7: Get out of stressful situations

If something stresses you out then get out of the situation if you can. If you hate your job then get a new one. If your car keeps breaking down then get a new one. Yes I realize that there may be reasons you can’t switch jobs or get a car but if you have the means then do it.

Your health is too important. Get out of toxic situations.

8: Stop eating and drinking stimulants

There is mental stress and there is physical stress. Food can stress the body. Don’t believe me then go drink five cups of coffee before you go to bed and see how relaxed you are.

Stay clear of sugar and caffeine.

9: Get a massage

Nothing like a good massage to relax the body and help the circulation. Studies have shown the healing power of touch. Humans are social beings wired to touch, hug, caress, hold hands and kiss. Go out and give a bunch of hugs.

10: Get professional help

Some issues can’t be tackled alone and may need to be worked out with a trained professional. Any big unresolved trauma like a divorce, PTSD from war or childhood abuse will likely need help from some form of therapy.

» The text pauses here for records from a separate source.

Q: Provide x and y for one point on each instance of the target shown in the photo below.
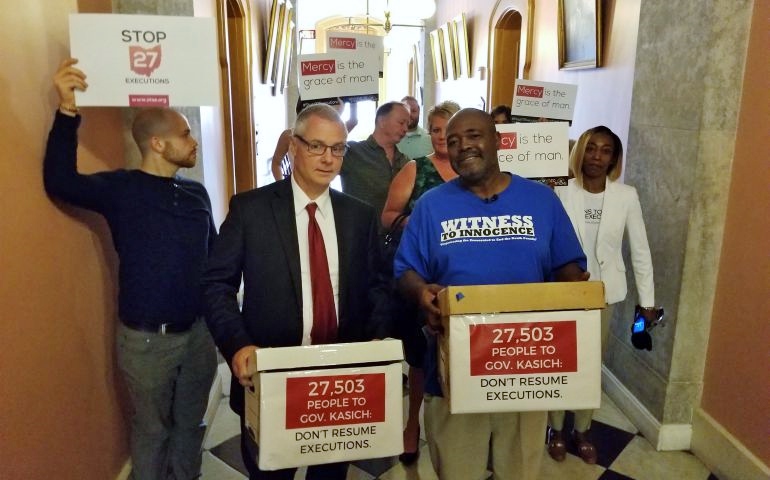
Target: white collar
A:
(301, 200)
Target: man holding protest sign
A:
(427, 261)
(162, 227)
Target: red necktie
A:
(324, 317)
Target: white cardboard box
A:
(527, 347)
(326, 403)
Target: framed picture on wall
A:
(437, 54)
(461, 52)
(285, 62)
(272, 44)
(447, 38)
(580, 34)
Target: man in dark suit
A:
(266, 240)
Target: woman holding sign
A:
(601, 210)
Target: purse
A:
(391, 240)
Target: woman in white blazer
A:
(601, 210)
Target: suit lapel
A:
(286, 224)
(609, 208)
(344, 243)
(577, 213)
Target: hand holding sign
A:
(66, 80)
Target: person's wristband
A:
(69, 108)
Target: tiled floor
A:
(623, 454)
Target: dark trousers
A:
(249, 451)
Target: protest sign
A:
(350, 69)
(544, 100)
(145, 60)
(534, 150)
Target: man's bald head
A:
(152, 122)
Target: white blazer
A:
(621, 212)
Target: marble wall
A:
(689, 70)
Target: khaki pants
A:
(459, 444)
(583, 417)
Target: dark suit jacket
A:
(258, 240)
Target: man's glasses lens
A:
(317, 148)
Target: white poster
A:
(146, 60)
(526, 361)
(346, 73)
(544, 99)
(369, 46)
(534, 150)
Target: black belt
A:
(163, 328)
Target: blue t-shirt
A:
(456, 238)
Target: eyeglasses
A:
(318, 148)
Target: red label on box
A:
(517, 348)
(335, 400)
(318, 67)
(529, 91)
(508, 140)
(148, 100)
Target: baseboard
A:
(722, 453)
(662, 437)
(125, 471)
(215, 394)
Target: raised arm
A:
(399, 193)
(60, 175)
(425, 295)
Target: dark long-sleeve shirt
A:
(161, 228)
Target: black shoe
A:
(409, 458)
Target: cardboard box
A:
(525, 347)
(326, 403)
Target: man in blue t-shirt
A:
(485, 227)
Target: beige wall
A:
(604, 94)
(736, 389)
(60, 398)
(687, 62)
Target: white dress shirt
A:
(325, 218)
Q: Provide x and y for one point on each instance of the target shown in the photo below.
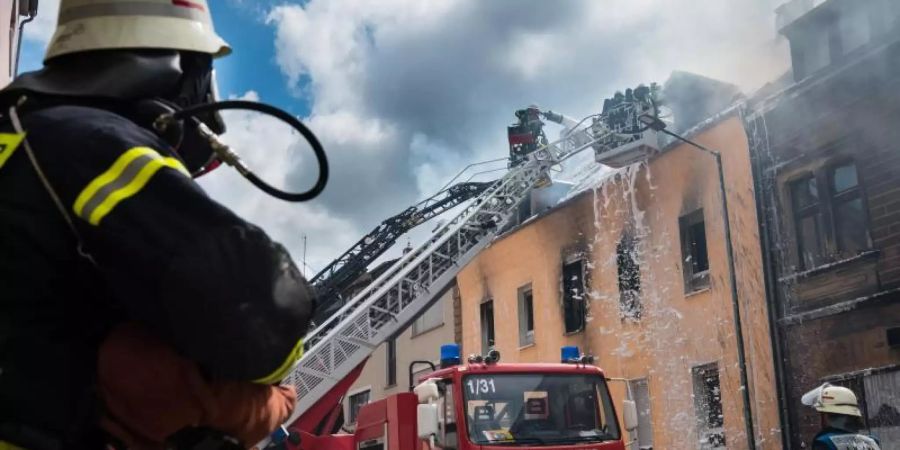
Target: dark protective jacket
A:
(213, 286)
(838, 439)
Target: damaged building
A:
(630, 266)
(826, 153)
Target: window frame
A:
(800, 213)
(488, 334)
(693, 281)
(836, 199)
(353, 416)
(391, 362)
(569, 300)
(699, 380)
(829, 233)
(419, 327)
(526, 315)
(629, 299)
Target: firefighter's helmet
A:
(833, 400)
(86, 25)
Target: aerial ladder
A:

The idea of sitting on a couch and talking about my problems week after week with some expensive therapist sounds like torture to me. Good news! A new type of therapy called EFT (Emotional Freedom Technique) is growing in popularity because it is quick and effective. Many issues can be resolved in one or two sessions.

EFT works on the same energy meridians used in acupuncture and acupressure. Instead of using needles on the meridians, you simply tap with your fingers as you verbalize your issue.

When you first see this in action, frankly, it will look goofy and simplistic but don’t let that stop you from its many benefits. Thousands of therapists, MD’s, and regular people are using this amazing new tool.